Patients will be given the option of registering with any GP practice with an open list, regardless of where they live. Eventually, the white paper says the government wants a new choice – choice of treatment – on which it will consult later this year.
The white paper focuses on a radical shake-up of NHS structures, backed up by an “information revolution” for NHS patients.

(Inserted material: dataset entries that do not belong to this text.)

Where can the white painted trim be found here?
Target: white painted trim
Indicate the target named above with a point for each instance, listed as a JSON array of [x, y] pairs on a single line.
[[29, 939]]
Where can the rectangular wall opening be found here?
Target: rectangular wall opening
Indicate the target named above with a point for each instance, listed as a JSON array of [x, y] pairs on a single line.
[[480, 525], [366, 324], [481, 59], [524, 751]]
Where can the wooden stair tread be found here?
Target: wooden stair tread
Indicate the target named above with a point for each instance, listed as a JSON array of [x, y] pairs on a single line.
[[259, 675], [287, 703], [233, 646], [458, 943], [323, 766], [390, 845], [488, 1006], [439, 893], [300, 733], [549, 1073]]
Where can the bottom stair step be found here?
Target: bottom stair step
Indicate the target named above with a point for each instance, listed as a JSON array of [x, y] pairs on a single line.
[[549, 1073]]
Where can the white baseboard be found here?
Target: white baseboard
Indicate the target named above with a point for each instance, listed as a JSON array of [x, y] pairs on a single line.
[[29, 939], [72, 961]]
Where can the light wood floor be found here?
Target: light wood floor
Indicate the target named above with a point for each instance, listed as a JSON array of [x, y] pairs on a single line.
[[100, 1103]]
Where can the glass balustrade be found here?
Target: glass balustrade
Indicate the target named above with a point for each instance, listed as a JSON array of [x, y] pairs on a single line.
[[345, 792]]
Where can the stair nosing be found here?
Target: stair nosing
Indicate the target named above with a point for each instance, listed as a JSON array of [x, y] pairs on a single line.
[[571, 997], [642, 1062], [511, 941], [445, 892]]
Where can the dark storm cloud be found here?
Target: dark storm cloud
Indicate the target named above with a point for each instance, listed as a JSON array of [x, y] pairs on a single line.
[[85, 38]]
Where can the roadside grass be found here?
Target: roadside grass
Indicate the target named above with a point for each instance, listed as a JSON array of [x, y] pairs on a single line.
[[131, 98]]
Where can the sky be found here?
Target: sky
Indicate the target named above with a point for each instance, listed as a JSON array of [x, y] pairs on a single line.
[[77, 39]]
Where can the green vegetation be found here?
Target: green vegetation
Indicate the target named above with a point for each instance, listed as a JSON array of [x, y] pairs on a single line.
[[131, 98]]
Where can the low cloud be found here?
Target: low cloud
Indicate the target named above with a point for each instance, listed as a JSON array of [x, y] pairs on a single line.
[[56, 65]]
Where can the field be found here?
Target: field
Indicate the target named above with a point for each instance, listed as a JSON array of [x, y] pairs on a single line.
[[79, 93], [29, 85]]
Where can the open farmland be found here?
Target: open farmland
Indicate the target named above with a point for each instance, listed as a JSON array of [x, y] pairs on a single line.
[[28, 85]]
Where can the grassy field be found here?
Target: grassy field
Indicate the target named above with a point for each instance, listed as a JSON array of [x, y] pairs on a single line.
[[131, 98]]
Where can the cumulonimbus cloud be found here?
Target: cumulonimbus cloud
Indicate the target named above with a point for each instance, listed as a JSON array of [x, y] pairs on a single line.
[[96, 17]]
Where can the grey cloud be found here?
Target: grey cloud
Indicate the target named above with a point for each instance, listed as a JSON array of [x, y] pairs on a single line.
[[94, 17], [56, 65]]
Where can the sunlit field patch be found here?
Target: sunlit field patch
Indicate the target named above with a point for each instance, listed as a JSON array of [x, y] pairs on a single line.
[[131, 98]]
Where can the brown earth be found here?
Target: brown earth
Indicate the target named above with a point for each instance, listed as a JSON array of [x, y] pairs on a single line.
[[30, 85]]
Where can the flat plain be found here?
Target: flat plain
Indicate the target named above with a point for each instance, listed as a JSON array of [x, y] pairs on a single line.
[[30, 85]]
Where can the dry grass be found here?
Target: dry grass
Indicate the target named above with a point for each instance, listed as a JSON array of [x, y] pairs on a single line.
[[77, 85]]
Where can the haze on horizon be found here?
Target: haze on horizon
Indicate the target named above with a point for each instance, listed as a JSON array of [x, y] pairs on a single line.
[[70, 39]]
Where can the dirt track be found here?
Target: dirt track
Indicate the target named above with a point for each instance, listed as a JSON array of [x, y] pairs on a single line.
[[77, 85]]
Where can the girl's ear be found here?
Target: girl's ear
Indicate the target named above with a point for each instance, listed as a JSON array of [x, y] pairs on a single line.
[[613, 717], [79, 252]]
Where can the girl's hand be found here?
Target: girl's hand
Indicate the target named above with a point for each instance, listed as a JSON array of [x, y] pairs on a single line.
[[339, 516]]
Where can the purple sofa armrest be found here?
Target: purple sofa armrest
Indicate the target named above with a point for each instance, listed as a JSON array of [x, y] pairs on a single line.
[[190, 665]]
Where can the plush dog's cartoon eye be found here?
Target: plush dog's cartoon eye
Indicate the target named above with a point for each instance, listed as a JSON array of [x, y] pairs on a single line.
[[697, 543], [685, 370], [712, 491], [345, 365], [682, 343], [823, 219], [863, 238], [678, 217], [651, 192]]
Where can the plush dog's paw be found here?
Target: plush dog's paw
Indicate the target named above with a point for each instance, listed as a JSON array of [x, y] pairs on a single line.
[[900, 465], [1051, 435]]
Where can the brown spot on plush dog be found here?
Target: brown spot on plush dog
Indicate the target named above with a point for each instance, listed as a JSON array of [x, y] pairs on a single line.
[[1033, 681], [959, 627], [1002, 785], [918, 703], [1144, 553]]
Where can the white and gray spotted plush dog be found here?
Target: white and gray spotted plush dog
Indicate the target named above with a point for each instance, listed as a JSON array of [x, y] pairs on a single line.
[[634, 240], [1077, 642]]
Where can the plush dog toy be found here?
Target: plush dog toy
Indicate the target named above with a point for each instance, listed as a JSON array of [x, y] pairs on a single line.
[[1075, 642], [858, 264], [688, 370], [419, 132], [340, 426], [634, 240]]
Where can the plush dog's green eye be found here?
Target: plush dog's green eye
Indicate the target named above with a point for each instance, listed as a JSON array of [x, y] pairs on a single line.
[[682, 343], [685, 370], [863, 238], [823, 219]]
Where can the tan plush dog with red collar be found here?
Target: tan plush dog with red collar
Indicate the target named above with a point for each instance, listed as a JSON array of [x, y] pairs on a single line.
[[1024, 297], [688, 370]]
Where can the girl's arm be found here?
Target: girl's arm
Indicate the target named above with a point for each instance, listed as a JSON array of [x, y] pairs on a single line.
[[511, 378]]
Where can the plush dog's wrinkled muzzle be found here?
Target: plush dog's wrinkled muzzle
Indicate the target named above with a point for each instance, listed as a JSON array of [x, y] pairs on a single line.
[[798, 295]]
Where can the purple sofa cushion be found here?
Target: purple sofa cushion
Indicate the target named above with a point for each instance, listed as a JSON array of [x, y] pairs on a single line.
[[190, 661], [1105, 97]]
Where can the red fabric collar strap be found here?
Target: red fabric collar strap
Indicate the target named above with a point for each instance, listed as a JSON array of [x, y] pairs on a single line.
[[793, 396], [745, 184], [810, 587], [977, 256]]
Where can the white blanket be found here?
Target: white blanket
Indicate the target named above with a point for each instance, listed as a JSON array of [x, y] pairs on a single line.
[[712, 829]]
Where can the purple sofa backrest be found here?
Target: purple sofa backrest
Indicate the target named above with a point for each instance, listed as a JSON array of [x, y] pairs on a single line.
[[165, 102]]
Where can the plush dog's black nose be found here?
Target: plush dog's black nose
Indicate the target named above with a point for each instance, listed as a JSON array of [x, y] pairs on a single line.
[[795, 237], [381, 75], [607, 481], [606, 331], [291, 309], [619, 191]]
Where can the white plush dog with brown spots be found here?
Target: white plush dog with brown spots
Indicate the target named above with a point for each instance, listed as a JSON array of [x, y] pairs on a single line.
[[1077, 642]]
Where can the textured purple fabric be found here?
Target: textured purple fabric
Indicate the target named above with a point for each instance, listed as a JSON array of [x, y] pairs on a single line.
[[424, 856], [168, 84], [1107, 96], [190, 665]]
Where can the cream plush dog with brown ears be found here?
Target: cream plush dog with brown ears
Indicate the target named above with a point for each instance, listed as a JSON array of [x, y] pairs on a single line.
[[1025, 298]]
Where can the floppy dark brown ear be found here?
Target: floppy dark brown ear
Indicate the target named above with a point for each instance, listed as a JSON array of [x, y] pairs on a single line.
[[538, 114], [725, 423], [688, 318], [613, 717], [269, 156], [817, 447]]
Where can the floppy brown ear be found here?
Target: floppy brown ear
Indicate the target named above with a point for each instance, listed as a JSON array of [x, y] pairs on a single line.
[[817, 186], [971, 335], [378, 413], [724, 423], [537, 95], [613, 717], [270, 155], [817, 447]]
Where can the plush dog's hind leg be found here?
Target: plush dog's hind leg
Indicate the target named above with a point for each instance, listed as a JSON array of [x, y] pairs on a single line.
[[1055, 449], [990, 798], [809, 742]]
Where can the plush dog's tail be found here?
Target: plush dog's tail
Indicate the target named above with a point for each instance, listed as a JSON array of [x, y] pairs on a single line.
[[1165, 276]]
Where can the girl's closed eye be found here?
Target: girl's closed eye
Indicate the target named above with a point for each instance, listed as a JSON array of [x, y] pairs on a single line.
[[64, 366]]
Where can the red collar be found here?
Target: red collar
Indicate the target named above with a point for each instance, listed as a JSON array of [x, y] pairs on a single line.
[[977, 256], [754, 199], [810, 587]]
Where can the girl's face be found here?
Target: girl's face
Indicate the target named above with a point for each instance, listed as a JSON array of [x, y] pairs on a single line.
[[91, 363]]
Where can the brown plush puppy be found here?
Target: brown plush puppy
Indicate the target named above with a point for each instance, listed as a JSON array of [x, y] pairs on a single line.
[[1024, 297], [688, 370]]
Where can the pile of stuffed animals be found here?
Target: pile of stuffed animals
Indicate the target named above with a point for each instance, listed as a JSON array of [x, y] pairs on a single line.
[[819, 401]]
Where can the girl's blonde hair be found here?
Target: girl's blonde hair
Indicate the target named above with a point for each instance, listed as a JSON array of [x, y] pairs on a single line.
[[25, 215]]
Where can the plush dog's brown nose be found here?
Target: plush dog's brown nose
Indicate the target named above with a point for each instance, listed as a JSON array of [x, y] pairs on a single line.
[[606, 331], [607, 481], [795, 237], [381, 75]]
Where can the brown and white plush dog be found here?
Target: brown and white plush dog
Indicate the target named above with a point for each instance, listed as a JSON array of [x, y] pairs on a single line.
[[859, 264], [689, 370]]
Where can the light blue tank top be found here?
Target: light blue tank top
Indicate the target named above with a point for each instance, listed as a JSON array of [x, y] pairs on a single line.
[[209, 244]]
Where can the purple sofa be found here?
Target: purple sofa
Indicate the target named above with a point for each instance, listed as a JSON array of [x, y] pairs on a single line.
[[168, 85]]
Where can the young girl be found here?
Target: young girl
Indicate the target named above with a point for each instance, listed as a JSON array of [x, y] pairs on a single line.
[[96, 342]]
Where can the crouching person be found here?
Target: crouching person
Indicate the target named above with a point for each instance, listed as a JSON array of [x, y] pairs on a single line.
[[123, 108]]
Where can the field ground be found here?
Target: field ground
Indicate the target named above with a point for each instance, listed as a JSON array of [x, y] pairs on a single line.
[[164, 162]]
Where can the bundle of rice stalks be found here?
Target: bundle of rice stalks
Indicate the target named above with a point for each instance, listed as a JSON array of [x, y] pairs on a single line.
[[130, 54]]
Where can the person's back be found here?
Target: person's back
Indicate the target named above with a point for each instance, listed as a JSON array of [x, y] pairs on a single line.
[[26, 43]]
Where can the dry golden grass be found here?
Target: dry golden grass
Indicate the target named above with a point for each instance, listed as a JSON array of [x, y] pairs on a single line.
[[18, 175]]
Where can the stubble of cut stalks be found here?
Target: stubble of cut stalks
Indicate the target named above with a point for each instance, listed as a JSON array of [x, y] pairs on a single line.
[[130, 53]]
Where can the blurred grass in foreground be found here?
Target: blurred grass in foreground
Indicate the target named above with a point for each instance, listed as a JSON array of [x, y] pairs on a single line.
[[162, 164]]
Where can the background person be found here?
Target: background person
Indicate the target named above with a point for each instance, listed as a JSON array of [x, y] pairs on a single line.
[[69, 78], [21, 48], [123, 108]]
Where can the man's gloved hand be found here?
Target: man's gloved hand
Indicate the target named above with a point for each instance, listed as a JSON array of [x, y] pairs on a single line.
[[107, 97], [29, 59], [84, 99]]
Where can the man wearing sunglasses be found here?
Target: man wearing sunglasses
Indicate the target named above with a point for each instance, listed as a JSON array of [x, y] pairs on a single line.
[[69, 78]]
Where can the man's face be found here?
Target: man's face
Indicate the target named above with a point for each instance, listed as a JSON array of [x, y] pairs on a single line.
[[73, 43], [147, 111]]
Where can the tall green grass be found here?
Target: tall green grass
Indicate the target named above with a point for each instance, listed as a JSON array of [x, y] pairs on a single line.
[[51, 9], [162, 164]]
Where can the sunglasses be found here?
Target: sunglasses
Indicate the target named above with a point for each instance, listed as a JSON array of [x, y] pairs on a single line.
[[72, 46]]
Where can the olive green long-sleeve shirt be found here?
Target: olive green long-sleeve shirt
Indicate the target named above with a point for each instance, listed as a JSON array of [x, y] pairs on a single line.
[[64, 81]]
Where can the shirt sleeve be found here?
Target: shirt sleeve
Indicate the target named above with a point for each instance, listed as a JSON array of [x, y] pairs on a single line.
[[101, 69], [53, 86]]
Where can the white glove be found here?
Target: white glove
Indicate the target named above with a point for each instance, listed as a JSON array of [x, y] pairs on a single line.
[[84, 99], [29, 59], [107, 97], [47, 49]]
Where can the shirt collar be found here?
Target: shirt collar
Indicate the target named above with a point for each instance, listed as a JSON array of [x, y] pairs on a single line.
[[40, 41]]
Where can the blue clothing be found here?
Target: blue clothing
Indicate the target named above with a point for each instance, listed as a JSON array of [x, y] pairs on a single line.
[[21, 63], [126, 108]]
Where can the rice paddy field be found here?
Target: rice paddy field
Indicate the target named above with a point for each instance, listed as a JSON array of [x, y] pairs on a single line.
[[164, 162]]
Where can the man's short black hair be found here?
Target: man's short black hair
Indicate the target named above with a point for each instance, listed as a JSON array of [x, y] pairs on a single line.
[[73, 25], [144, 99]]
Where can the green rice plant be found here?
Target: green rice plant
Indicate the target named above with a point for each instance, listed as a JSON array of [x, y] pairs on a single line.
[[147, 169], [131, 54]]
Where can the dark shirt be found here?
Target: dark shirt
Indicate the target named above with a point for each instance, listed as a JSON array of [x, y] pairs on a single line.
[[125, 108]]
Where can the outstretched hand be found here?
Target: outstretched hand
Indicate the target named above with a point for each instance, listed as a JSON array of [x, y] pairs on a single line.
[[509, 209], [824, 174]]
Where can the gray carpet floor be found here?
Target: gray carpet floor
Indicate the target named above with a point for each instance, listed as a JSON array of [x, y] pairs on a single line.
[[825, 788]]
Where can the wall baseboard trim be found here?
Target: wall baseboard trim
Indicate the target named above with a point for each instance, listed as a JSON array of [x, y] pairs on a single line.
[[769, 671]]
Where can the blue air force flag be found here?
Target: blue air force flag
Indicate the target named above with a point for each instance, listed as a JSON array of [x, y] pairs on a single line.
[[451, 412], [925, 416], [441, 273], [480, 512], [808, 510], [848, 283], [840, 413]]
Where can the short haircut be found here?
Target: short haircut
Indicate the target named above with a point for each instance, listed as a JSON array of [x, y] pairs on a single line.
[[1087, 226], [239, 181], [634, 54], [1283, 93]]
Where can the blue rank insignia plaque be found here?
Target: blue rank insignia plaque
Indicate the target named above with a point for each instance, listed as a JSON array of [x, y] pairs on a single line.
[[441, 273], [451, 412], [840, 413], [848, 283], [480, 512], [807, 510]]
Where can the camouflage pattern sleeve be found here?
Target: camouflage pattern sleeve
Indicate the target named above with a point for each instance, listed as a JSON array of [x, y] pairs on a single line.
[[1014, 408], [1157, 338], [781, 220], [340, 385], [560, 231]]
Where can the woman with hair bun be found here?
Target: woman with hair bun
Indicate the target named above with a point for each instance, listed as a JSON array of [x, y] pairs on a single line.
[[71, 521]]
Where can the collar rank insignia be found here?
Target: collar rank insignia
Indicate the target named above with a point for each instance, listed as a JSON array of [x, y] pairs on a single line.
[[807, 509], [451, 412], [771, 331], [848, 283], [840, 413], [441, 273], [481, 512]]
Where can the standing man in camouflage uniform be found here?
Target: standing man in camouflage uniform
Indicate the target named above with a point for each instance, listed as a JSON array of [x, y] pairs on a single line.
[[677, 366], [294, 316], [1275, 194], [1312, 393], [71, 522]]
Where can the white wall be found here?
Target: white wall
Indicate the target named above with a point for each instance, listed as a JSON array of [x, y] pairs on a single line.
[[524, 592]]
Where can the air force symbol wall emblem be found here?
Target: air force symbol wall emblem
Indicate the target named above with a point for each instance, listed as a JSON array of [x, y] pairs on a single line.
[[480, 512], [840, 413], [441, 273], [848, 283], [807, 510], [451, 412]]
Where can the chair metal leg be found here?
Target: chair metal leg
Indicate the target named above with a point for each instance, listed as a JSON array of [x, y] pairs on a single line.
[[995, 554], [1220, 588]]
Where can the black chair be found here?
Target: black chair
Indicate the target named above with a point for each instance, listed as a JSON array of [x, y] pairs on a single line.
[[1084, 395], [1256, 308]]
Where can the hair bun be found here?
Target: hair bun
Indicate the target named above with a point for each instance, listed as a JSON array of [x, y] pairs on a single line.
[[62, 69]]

However, it makes a number of other specific technology commitments, picking up on pledges in the Conservative manifesto.
It says a “coherent, 24/7 urgent care service” will be developed in every area of England, made accessible through “a single telephone number for every kind of urgent and social care” and “technology to help people communicate with their clinicians.”
But it is much vaguer on the future of electronic records, particularly the Summary Care Record and its linked patient portal, HealthSpace, and commercial alternatives such as Microsoft’s HealthVault, which launched in the UK earlier this month.
The white paper says that patients will have “control” of their health records, but this will start with “access to records held by their GP” and eventually “other providers.”
It says patients will be able to “download” their records and pass them to third parties of their choice in a “standard format.”
In the press launch for the white paper, NHS chief executive Sir David Nicholson said a paper on the future of the National Programme for IT in the NHS in the wake of the latest shake-up of the health service would be published “in the next four weeks.”
However, in an intriguing line buried in a final section on ‘cutting bureaucracy and improving efficiency’, the white paper says the DH will be cutting its budgets for centrally manged programmes and that "NHS services will increasingly be empowered to be customers of a more plural system of IT and other suppliers."